Somewhat closer to home. I have long been annoyed by Howard Moody’s benediction. “The real service begins now,” or some such. I didn’t know why and figured it was that strange smallness that comes to someone when they follow someone truly great. I hope my appreciation for Howard doesn’t need restatement. A man who really helped women. A Baptist who brought those dead Baptist bones to life. I love Howard and I still miss him. And, not but, and that benediction bothers me. I think I have finally changed my mind about the difference between worship and activism, inside and outside, liturgy as the work of the people. When I insist on the constant perpetual demythologizing of scripture, including our own most beloved methods of interpreting it, I bump up against this inside/outside binary, this spiritual/prophetic binary, and this passive/active binary. I’d like to queer that benediction and say it like this: The reality of this worship service ends now and the reality of our ongoing service continues as we leave here. Yes, it needs editing. So did Howard’s.

In the next few weeks we’ll hear a lot about the big change that is happening in the world right now. In my reflections on behalf of my 40th ordination anniversary, I have come to one big conclusion. I wasn’t ready till now to say it out loud because I knew it wasn’t true enough in me. I knew I was still scared of men and their dominating dominance.

I was scared to challenge men who said they had a headache because children were yelling about siting waterfalls on a change. I had to ask, “Do you need an aspirin or a laxative?”

Here’s how I have changed both my mind and my marrow the most:

Women’s impact is infinitesimal compared to our potential. You can know something for a long time and not really know it. Unfortunately it will have to be the candidacy of Hillary Clinton, which will ram this issue down our throats. Such an ugly thought, like my machinesta (daughter in law’s father) trying to make my mother in law eat whip cream at our Passover Seder. Even the masculine assaults of mostly white men on mostly black men strike me as rooted in the deeper silencing and silence of women. Follow the weak. There you will find the energy.
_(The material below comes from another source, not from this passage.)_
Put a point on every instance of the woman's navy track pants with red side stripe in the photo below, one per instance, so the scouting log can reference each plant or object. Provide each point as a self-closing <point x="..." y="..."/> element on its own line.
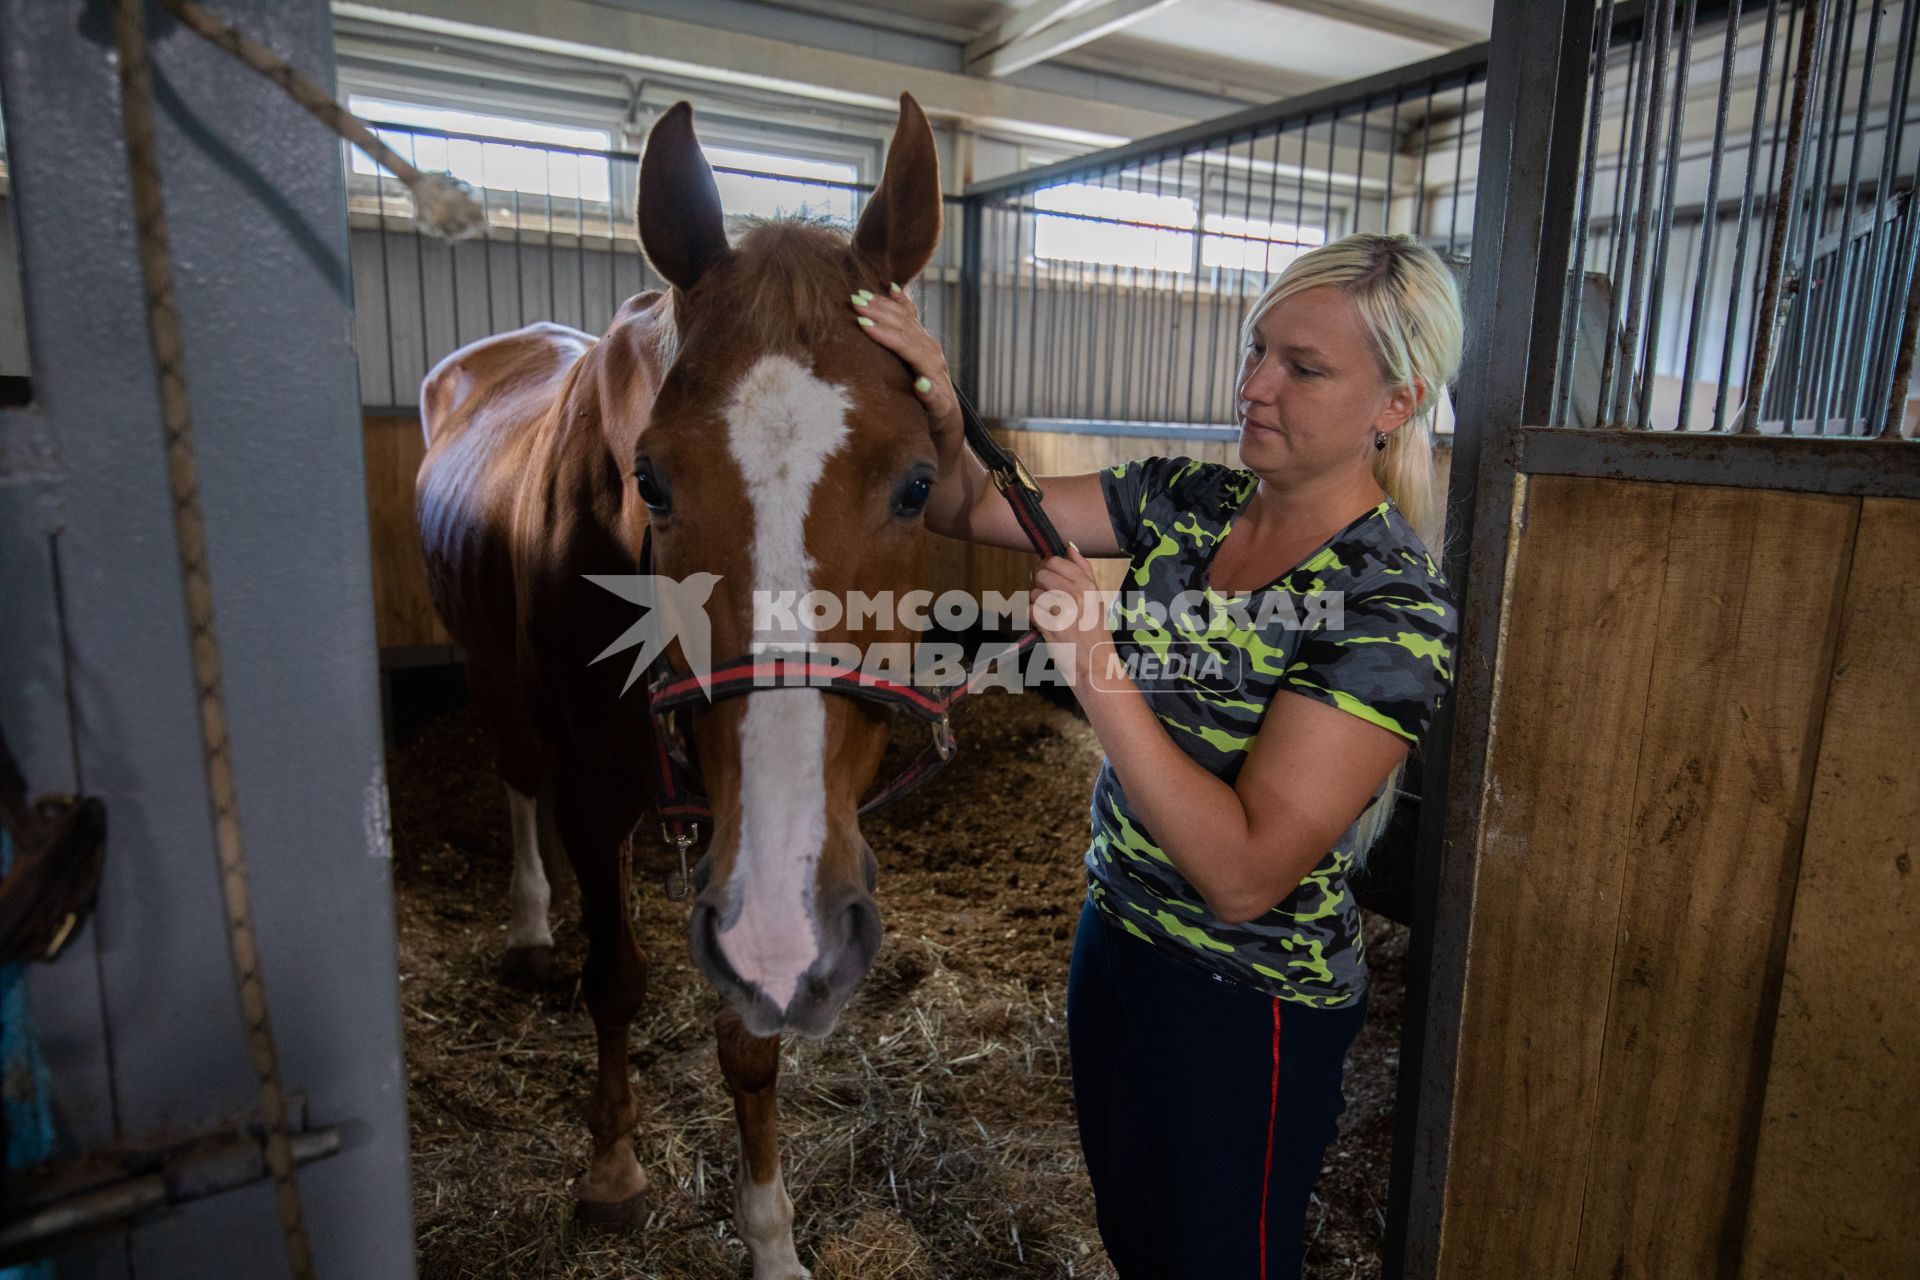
<point x="1205" y="1110"/>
Yes, aging kicks up all the dust of childhood.

How I’ve changed my mind may not be how you’ve changed your mind. But, back to those surreptitious binaries, it is not changing our mind. It is changing our marrow.

When the Dalai Lama was asked what he thought death was like, he smiled and said, “A change of clothes?” A look the other way or another way? A look from the bottom up not the top down? A fight with a man on a subway for man splaining or whatever you call it? We can change our clothes. I can’t prove that but I can promise it as an interpretation, rooted in scripture, which is something important, with roots, roots that also have wings. Beware the surreptitious binaries of active and passive, literal and metaphoric, then and now, even that of living and dead. We may need to not just change our clothes but the way we make our clothes. Scripture can bless us along that way.